17 months on Olaolu Femi trial delayed for want of an interpreter
The latest hearing in the trial of Nigerian student Olaolu Sukanmi Femi has been delayed because the Prosecutor once again failed to find an interpreter.
Olaola Femi has been held in custody since November 2011 following an incident which the prosecution is claiming was attempted murder. An attempt to murder five people with a broken bottle would already raise eyebrows, but there are many other worrying aspects to this case.

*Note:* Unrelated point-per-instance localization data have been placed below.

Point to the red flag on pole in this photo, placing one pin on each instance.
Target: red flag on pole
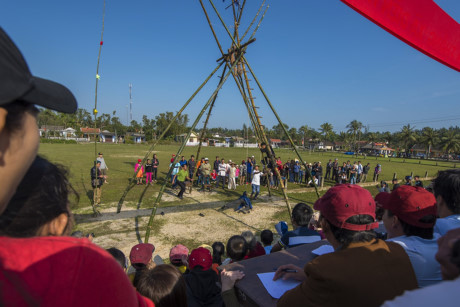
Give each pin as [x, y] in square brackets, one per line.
[420, 23]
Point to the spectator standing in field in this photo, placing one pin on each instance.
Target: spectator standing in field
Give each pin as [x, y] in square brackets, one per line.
[180, 178]
[363, 270]
[409, 218]
[447, 193]
[249, 166]
[104, 168]
[139, 170]
[155, 164]
[377, 171]
[366, 169]
[255, 183]
[328, 169]
[222, 173]
[266, 236]
[97, 180]
[205, 172]
[231, 177]
[191, 166]
[148, 172]
[301, 216]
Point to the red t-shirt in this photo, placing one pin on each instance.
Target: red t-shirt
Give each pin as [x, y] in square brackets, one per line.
[62, 271]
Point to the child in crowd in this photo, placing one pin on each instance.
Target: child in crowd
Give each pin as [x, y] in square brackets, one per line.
[178, 257]
[218, 251]
[266, 236]
[148, 172]
[139, 170]
[164, 285]
[237, 248]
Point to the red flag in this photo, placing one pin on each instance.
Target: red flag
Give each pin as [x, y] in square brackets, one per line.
[420, 23]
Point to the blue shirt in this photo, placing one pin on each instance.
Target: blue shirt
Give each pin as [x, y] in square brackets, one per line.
[421, 253]
[301, 235]
[447, 223]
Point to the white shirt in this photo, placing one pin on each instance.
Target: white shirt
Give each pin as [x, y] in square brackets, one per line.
[445, 294]
[443, 225]
[421, 253]
[256, 177]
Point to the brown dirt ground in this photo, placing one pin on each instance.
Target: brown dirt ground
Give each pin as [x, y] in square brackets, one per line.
[180, 224]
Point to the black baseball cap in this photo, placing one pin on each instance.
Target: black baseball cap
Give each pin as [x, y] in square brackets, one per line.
[18, 84]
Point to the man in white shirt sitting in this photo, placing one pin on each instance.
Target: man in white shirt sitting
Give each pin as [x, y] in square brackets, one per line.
[409, 218]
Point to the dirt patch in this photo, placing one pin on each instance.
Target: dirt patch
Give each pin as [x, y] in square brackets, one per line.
[201, 222]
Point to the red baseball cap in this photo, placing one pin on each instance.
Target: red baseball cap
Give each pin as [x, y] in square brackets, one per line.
[344, 201]
[410, 204]
[177, 252]
[200, 256]
[141, 253]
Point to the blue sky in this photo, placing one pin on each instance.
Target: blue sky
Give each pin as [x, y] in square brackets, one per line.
[318, 61]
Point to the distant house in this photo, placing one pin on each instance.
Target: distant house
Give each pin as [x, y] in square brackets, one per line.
[107, 137]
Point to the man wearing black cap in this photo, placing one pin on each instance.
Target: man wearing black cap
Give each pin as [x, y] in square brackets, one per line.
[22, 260]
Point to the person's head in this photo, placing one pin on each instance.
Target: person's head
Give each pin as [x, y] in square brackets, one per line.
[347, 215]
[250, 239]
[178, 255]
[200, 259]
[164, 285]
[237, 248]
[301, 215]
[19, 92]
[141, 255]
[266, 236]
[40, 206]
[218, 251]
[409, 211]
[447, 192]
[119, 257]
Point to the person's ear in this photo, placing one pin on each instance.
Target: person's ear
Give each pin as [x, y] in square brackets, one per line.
[3, 114]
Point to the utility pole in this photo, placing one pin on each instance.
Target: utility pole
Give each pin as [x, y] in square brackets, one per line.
[130, 104]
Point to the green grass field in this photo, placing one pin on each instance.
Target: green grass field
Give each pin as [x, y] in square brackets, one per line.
[120, 158]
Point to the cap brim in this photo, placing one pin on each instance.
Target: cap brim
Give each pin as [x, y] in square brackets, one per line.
[51, 95]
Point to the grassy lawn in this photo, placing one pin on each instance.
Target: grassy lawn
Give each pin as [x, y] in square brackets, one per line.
[78, 158]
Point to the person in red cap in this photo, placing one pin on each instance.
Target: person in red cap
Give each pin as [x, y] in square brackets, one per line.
[201, 280]
[49, 270]
[409, 218]
[363, 270]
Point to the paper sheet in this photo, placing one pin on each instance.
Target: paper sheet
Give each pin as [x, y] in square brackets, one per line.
[276, 288]
[323, 249]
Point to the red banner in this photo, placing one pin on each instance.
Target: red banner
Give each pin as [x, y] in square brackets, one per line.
[420, 23]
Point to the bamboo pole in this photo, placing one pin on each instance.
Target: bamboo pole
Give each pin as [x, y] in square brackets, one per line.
[160, 193]
[131, 185]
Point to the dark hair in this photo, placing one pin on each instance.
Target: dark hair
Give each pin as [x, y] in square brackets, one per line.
[164, 285]
[447, 185]
[42, 195]
[266, 236]
[16, 111]
[301, 214]
[237, 248]
[345, 236]
[218, 250]
[119, 256]
[410, 230]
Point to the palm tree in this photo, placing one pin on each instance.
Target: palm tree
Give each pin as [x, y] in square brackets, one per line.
[326, 130]
[429, 138]
[355, 127]
[450, 142]
[407, 136]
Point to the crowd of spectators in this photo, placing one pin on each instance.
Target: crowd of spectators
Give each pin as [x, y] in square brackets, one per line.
[40, 264]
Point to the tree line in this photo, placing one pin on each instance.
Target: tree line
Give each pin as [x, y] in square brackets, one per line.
[446, 139]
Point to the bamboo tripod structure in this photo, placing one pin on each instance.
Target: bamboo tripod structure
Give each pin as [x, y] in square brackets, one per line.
[237, 66]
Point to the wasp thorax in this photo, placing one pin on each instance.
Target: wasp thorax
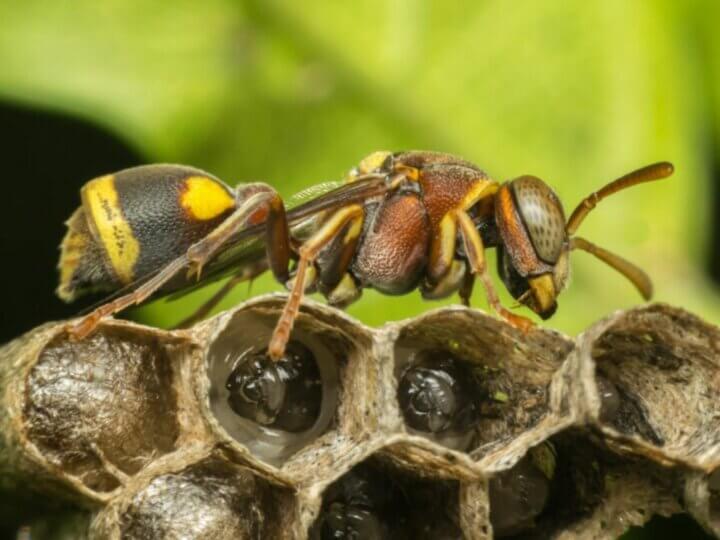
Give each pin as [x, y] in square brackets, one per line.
[285, 395]
[434, 394]
[542, 213]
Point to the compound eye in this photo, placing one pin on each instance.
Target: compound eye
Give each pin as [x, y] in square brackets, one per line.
[543, 215]
[285, 395]
[431, 398]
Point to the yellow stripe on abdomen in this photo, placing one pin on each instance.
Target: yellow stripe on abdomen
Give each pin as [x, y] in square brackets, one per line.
[204, 198]
[100, 199]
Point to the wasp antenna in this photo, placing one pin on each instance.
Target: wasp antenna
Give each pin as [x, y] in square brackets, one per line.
[636, 275]
[656, 171]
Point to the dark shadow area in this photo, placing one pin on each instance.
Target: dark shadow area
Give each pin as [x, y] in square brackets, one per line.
[47, 157]
[714, 251]
[674, 527]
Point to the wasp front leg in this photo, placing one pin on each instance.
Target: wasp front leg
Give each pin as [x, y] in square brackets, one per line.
[352, 216]
[475, 251]
[442, 268]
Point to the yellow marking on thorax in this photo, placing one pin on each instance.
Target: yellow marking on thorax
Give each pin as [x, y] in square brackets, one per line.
[204, 198]
[100, 198]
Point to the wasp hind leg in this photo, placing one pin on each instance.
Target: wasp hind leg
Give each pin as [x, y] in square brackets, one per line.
[210, 304]
[266, 203]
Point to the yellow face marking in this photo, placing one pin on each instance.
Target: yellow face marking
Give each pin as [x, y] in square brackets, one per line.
[100, 199]
[204, 198]
[480, 190]
[544, 291]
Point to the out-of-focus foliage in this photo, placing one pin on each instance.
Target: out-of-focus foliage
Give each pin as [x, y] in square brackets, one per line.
[297, 92]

Olaolu Femi says that he used the bottle to defend himself after he and his friend were physically attacked and hurled racist abuse by five young people. In defending himself he lashed out with the bottle, hitting his assailants. Three young men – V. Haman, D. Lemenchuk and A. Loboda received cuts to the arms, neck and head, while Iryna Pashkova who also took part in the incident was hit on the face and head. Olaolu Sunkami Femi was arrested 12 hours later and has been in detention ever since.
The hearing scheduled for 20 March 2013 has now been postponed until 15 April because the interpreter into English called in by the Prosecutor the previous evening said that she did not know the legal language well enough and refused to continue. The hearing had lasted a mere 15 minutes and the interpreter was unable to even translate the application for a change in restraint measure. It transpired that she had no experience of interpreting. The Prosecutor was given forty minutes to find another interpreter but was unable to do so.
The Postup Human Rights Centre points out that this gives the lie to the Prosecutor’s assertion that the investigative activities were carried out with trained interpreters present. Olaolu Femi has consistently stated that he was interrogated without a professional interpreter present, that he did not understand the people who were introduced to him as the interpreters, and that he doubts that his explanations were conveyed accurately.
Postup is convinced that the Prosecutor’s Office is dragging out the proceedings deliberately and putting pressure on Femi in order to get him to give the evidence which the Prosecutor wants.
The list of procedural infringements in this case is already long.
All the documentation was in Russian which Olaolu does not know well. The Prosecutor claims that translations were provided verbally. The name of the translator is not indicated everywhere, and at a certain point Olaolu simply refused to sign the documents.
The situation with legal defence was no better at the beginning with a formal defence lawyer present at the first interrogation and other investigative activities. Even after the current lawyers were taken on, they were not informed of some of the investigative activities.
Other irregularities have included changes in the number of supposed victims in the case, disregard for forensic medical evidence which found that Olaolu Femi was not, as claimed, inebriated, but that the five young people were.
There was also a highly questionable “witness” who appeared over a year after the event and Olaolu’s arrest (see http://khpg.org/1352581501 for more details).
Postup and a number of other human rights organizations have called on the Prosecutor General and the Human Rights Ombudsperson to intervene in this shocking case.